No doubt, if Bashar al-Assad in Syria bites the dust, as seems likely, a leading figure hostile to Israel will vanish. But the history of Syria offers not a shred of reason to believe that a new Sunni nationalist regime in Damascus, bolstered by elements of the Muslim Brotherhood, will view Israel with any greater indulgence than Mr. Assad. In fact, the emergence of popular forces in almost any Arab state guarantees tougher policies toward Israel in opposing its preservation of the Palestinian status quo – the preeminent symbol of injustice in the eyes of all Muslims.

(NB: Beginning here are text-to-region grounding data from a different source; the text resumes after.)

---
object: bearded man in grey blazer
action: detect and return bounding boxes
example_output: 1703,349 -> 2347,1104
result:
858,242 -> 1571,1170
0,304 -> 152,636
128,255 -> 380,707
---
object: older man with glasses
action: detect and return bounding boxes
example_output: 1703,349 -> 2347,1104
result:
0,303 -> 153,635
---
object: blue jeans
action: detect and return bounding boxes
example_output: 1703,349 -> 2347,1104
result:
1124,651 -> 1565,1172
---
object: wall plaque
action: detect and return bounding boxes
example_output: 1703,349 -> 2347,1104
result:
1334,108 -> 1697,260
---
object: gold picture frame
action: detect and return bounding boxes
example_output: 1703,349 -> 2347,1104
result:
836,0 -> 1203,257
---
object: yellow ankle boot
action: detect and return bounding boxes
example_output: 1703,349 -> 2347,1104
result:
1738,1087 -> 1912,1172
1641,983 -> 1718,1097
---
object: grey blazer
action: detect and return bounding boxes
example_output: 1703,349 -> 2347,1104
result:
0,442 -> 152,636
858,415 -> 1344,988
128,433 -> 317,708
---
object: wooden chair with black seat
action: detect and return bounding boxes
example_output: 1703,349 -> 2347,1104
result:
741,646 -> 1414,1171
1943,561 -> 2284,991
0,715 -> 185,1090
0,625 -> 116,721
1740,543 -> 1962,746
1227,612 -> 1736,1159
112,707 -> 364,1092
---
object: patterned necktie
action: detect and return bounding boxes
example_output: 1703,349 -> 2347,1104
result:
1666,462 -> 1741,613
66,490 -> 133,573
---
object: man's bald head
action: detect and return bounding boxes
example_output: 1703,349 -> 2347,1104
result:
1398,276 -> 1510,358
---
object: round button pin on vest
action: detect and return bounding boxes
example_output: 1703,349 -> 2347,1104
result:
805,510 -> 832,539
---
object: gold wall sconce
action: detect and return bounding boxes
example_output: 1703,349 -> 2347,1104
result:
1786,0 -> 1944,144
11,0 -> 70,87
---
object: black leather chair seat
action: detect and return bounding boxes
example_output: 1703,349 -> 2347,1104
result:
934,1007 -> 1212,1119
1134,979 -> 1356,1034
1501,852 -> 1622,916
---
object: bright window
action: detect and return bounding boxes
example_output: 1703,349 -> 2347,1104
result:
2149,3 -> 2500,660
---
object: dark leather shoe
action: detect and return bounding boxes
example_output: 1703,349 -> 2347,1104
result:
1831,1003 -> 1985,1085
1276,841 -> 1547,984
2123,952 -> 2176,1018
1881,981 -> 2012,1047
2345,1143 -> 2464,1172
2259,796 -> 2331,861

This is not to say that the slow spread of democracies might not in some distant future be good for Israel. But it can be good only for an Israel that moves sharply away from its extreme right-wing and apartheid policies and toward a more generous and open political and social order that liberates the Palestinians. Such an event does not remotely appear on the Israeli political horizon right now.
The second-biggest loser is the United States. The reasons are simple: It is becoming ever more difficult for Washington to call the shots as Arab populations grow empowered to elect their own leaders. And for now, popular views reflect the anger and frustration of decades – even centuries – against Western imperial control, now topped off by a decade of American wars on Muslim soil in a quixotic search for a military solution to anti-Western terrorism.